De la longue présence ottomane en Grèce, Ioannina garde toujours une forte empreinte. Au cœur de la montagneuse Épire (Ioannina est à 450 km d’Athènes, tout près de l’Albanie ; une route difficile relie les deux villes), la ville abrite toujours une petite communauté juive, probablement une des plus anciennes d’Europe.
Les juifs romaniotes hellénisés sont présents en Grèce depuis 2300 ans, Ioannina étant alors un des centres majeurs de cette population. Ils furent rejoints par un fort contingent de séfarades à l’époque de l’Inquisition. Refermée sur ses traditions, peu ouverte aux autres, selon un voyageur turc du XVIIe siècle, la communauté juive entretint de médiocres relations avec la majorité grecque orthodoxe, ce dont les Turcs n’hésitèrent pas à tirer parti. À la fin du XVIIIe siècle, Ioannina passa sous la coupe d’un tyran, Ali de Tebelen, pacha albanais de la Porte qui se tailla, en 40 ans de règne, son propre fief, aux frontières étendues jusqu’à l’Albanie et la Macédoine. Un ancien officier napoléonien, juif strasbourgeois, Samson Cerf Berr, se retrouva à la cour d’Ali le Rebelle ; il s’était converti à l’islam et était le neveu de Cerf Berr de Medelsheim, fournisseur des armées de Louis XV et préposé général des juifs alsaciens.
Plusieurs émeutes antijuives éclatèrent à la fin du XIXe siècle, à l’occasion des Pâques orthodoxes, sous le prétexte d’accusations de crimes rituels. Des centaines de juifs abandonnèrent alors la ville. certains émigrèrent Jérusalem ou à New York. Au début du siècle, ils fondèrent, à Mahané Yehuda (Jérusalem) et dans le Lower East Side (New York), des synagogues de la « sainte communauté de Ioannina », qui existent toujours.
À la veille de la Seconde Guerre mondiale, les juifs étaient un peu moins de 2000 à Ioannina. En mars 1944, ils furent raflés par les nazis. Une centaine seulement survécurent. Un monument commémorant les victimes de la Shoah a été inauguré en 1994.
La communauté ne compte plus qu’une cinquantaine de personnes, et beaucoup vivent dans un immeuble édifié à la place de l’ancienne synagogue, la « neuve », en bordure du Kastro, et de l’école de l’Alliance israélite. Quelques juifs albanais, exfiltrés par l’Agence juive en 1991, avant la chute du régime communiste, transitèrent par Ioannina. Signe d’espoir de renouveau pour la communauté juive, Moses Elisaf, juif né dans la ville, a été élu Maire de Ioannina en 2019.

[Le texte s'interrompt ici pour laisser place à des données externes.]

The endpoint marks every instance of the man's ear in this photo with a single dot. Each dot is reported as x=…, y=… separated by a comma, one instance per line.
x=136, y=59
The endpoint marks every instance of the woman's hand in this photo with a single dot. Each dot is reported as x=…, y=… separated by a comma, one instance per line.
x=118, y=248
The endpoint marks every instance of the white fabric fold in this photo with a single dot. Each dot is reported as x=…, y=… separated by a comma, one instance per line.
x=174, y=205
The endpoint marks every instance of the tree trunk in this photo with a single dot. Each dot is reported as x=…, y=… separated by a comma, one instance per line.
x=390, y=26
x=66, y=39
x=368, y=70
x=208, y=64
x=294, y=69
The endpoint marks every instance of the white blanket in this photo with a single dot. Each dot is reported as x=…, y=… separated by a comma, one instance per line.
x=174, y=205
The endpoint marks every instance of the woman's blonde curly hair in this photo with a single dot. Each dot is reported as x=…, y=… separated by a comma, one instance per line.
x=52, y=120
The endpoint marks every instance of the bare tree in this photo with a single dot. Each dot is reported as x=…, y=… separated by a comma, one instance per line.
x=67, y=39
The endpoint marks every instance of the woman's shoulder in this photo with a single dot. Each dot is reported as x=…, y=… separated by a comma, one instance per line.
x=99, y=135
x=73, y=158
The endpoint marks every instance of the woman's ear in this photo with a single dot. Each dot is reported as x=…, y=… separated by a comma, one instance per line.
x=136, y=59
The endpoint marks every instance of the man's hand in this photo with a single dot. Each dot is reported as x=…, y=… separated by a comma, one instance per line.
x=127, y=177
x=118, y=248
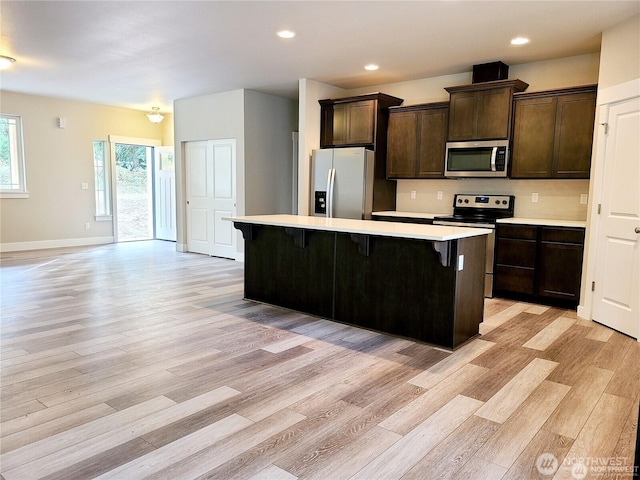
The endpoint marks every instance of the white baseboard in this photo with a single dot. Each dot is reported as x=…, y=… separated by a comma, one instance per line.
x=44, y=244
x=584, y=312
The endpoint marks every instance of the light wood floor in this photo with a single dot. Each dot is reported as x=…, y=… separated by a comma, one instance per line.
x=129, y=361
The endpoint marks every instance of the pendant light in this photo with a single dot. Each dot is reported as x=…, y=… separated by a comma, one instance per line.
x=154, y=115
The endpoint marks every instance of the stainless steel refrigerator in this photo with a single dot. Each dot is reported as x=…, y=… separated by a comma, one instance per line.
x=342, y=182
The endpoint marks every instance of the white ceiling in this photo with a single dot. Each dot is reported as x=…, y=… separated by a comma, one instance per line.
x=139, y=54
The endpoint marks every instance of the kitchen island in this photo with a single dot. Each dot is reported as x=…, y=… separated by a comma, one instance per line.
x=424, y=282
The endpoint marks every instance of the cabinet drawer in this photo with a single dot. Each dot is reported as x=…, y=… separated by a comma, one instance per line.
x=514, y=279
x=516, y=252
x=563, y=235
x=524, y=232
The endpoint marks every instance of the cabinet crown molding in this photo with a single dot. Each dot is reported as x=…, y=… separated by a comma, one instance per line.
x=517, y=85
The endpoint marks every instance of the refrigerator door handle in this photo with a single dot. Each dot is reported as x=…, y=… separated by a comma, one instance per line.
x=331, y=179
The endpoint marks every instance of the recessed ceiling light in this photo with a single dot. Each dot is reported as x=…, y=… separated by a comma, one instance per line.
x=519, y=41
x=6, y=62
x=286, y=34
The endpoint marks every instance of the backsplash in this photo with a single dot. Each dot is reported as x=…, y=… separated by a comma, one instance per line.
x=557, y=199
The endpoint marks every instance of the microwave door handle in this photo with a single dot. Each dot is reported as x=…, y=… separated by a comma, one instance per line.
x=494, y=152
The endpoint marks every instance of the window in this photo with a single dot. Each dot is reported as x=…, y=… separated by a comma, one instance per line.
x=101, y=178
x=12, y=175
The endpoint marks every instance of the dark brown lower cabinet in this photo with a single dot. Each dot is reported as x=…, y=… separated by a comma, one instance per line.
x=539, y=263
x=396, y=285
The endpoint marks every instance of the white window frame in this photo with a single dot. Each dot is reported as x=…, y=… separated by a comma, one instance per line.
x=102, y=196
x=18, y=170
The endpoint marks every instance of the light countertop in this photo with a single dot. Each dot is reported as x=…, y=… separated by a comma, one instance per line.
x=365, y=227
x=513, y=220
x=544, y=222
x=393, y=213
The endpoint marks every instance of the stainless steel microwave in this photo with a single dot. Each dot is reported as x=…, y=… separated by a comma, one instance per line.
x=477, y=158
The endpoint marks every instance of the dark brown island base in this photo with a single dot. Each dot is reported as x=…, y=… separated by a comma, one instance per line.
x=424, y=282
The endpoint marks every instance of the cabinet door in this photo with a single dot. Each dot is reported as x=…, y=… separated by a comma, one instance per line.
x=339, y=124
x=360, y=122
x=559, y=270
x=494, y=113
x=463, y=115
x=401, y=145
x=515, y=258
x=574, y=135
x=432, y=137
x=326, y=126
x=533, y=137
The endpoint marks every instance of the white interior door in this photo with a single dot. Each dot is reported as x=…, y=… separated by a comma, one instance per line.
x=199, y=179
x=617, y=290
x=224, y=197
x=211, y=195
x=165, y=194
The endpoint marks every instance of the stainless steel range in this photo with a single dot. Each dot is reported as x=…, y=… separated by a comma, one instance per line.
x=480, y=211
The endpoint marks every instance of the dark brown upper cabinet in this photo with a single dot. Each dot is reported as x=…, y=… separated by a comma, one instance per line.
x=416, y=141
x=553, y=133
x=482, y=111
x=355, y=121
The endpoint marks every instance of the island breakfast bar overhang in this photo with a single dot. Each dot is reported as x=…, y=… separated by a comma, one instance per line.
x=424, y=282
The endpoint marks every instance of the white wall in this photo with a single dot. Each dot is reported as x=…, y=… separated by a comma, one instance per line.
x=58, y=161
x=262, y=125
x=619, y=66
x=620, y=53
x=269, y=122
x=207, y=117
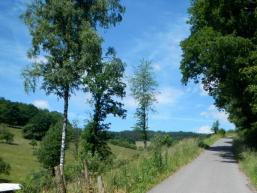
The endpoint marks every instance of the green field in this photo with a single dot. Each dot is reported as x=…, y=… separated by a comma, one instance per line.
x=19, y=155
x=22, y=161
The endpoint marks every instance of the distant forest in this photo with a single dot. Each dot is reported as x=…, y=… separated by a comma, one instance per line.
x=36, y=122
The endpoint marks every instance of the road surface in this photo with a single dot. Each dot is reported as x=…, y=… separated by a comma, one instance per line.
x=214, y=171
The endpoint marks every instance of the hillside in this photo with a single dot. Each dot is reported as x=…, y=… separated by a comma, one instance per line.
x=20, y=156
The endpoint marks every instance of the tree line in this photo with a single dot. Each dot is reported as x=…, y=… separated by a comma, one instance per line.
x=65, y=33
x=34, y=122
x=220, y=53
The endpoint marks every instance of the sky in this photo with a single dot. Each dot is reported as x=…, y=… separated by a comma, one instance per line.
x=151, y=30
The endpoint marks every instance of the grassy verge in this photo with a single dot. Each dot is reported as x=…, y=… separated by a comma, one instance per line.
x=247, y=160
x=20, y=157
x=142, y=174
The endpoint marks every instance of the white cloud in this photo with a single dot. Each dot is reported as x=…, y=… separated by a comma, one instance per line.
x=215, y=114
x=160, y=46
x=129, y=102
x=39, y=59
x=202, y=91
x=41, y=104
x=157, y=67
x=168, y=96
x=205, y=129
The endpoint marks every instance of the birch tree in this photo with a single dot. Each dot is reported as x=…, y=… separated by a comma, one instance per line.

La synagogue Kahal Kadosh Yashan , la seule qui témoigne de l’importance passée de la communauté juive de Ioannina. Sa structure originale date de l’époque byzantine, mais elle fut restaurée à de nombreuses reprises. La synagogue Kahal Kadosh Hadash (« hadash » signifiant nouveau en hébreu, pour se démarquer de celle se nommant « yashan », signifiant ancien), construite au 16e siècle, a été détruite pendant la Shoah. Elle était située sur la rue Joseph Eliyia.
Dans la cour de la Kahal Kadosh Yashan, une fontaine d’ablution, réservée aux Kohanim, se trouve sur la droite, ainsi qu’un puit pour la cérémonie du Tachlikh, tandis que, sur la gauche, une charpente de soukkah, pour la fête des Cabanes, est adossée au mur de la synagogue. La porte principale était réservée aux hommes ; une entrée latérale permettait aux femmes d’accéder à une galerie supérieure. L’architecture intérieure, avec ses arches enserrant un dôme central, montre l’influence ottomane. La synagogue transformée momentanément en bibliothèque, fut épargnée pendant la guerre grâce à l’intervention du maire de la ville.
Dans le musée de la Citadelle , l’ancienne mosquée Aslan Pacha, sont exposées quelques reliques : une teinture synagogale, une robe juive ainsi qu’un contrat de mariage calligraphié et illustré, une ketoubah.
Hors la citadelle, une partie de la communauté juive s’était aussi regroupée dans le quartier voisin de Léonide qui borde le lac. Des étoiles de David sont encore visibles sur les façades des maisons ou des grilles en fer forgé.
Le cimetière juif est situé à l’ouest de la ville, dans le quartier de Agia Triada.